BYU martial arts class strengthens campus community


Among BYU’s student wellness classes, martial arts class SWELL 141 creates a strengthening environment for students.

Michael Pease, CEO and marketing director at Champion Grappler, coaches the class. Pease has practiced a variety of martial arts throughout his career but chooses to focus his instruction at BYU on the grappling art of jiu-jitsu.

“Kickboxing and karate are striking arts, which I have the utmost respect for. But the reality is, the grappling side, without a doubt, is the foundation of hand-to-hand combat,” Pease said.

Pease said a good grappling foundation prepares students to go into anything from law enforcement to participating in martial arts competitions.

“Whatever else they want to do, it’s easier to learn and more effective,” he said.

Training BYU students for more than two decades has enabled Pease to polish and adjust his teaching, making it more accessible for students at all levels, he said.

Whether they are fresh beginners or well-beaten pros, Pease said the basics he teaches are something all students need and can build upon.

“The foundational stuff that we teach isn’t stuff that just you kind of learn and move on to more advanced stuff,” he said. “It’s stuff that you work on and you then dive deeper into it, deeper into it and get a better understanding.”

BYU student Alaina Jones finds Pease’s instruction applicable to many situations and said taking the class a second time has increased her confidence and security levels.

“I don’t feel as nervous walking home by myself. And also there’s like a really good community here,” she said.

The class invites students to give each other constructive feedback, encouraging them to develop friendships and technique as they train, Jones said.

“It’s a great environment — lots of learning, lots of friendly, awesome, intense competition, lots of good friendships,” BYU student Ammon Richards said.

Richards practiced wrestling and other martial arts growing up.

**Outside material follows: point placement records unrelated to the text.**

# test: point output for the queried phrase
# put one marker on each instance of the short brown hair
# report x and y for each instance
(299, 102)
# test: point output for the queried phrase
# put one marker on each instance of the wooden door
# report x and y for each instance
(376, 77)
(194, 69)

He said that aside from the class’ friendly, yet competitive environment, training offers him another way of seeing life’s obstacles.

“It’s hard in such a good way … and you got to be okay with being awkward and uncomfortable, because on the other side of that is progress, growth and lots and lots of fun,” he said.

Both Richards and Jones said future students should expect and appreciate initial failure, as the wrestle for success will give them greater growth. 

“The sooner you just accept the fact that you’re going to suck for a while, the faster you can learn the technique and improve and then get back up,” Jones said.